Zooming in to the 7 police division headquarters, we can observe that total cases reported can be split into 2 distinct groups. Headquarters taking care of neighbourhoods at the heartlands like Woodlands, Ang Mo Kio, Bedok and Jurong has a higher number of activities reported compared to the headquarters located in areas like Central, Tanglin and Clementi which has lower number of activities reported.
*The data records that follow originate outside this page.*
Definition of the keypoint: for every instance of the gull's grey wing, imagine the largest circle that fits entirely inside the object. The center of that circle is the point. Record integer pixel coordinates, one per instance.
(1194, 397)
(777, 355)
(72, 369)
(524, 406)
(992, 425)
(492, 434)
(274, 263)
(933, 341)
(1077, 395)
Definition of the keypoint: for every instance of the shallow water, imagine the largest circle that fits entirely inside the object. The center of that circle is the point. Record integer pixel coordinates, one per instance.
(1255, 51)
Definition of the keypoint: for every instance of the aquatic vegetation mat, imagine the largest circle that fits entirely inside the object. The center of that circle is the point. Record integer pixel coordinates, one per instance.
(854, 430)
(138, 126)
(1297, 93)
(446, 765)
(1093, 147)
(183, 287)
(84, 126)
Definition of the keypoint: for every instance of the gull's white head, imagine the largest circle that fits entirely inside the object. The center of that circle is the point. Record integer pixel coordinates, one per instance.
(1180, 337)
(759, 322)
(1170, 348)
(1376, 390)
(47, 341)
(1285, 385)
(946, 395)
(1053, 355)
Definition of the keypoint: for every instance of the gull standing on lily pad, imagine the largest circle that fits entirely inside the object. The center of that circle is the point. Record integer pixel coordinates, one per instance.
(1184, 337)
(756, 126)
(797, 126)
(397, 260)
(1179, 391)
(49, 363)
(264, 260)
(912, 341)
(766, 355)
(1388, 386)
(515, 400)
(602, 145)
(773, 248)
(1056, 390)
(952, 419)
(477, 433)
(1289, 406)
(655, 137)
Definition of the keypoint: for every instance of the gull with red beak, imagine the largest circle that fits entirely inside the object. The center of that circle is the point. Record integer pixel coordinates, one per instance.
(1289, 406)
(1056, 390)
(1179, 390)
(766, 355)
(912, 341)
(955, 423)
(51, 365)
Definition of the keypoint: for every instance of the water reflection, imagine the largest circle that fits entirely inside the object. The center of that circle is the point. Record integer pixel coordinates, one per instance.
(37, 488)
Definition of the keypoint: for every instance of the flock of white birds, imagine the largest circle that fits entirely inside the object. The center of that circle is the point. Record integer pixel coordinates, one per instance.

The reduction in cases throughout the years are also consistent across all headquarters as there are no areas that outperformed or underperformed significantly throughout the decade which might suggest that measures and efforts to curb such activities are carried out evenly across Singapore and talent and manpower is evenly distributed in order to achieve similar result.

As Woodlands police division officially opened only in March 2019, their reported activities only start to pick up at the later part of the decade.


Spatial visualisation comparing 2011 and 2020

Note: Code is not shown due to private API

Looking at the spatial visualization that compares the exact number of cases between 2011 and 2020, we can see that the numbers has dropped significantly in 10 years from four- figures in most of the headquarters in 2011 to just three-figures in 2020. The choice of opening the 7th headquarters in the north of Singapore, Woodlands, is also a good move by the government as it helped to split the reported cases between Jurong and Ang Mo Kio, balancing the workload and not allowing any one location to be overloaded.

Conclusion

Overall, the above analysis shows that the effort by the Singapore government and police force to reduce and curb unlicensed money lending and harassment activities has been successful and were able to drastically reduce these activities throughout the years. This achievement can be attributed to effective policies to assist families who requires financial aid, public education and strong enforcement actions.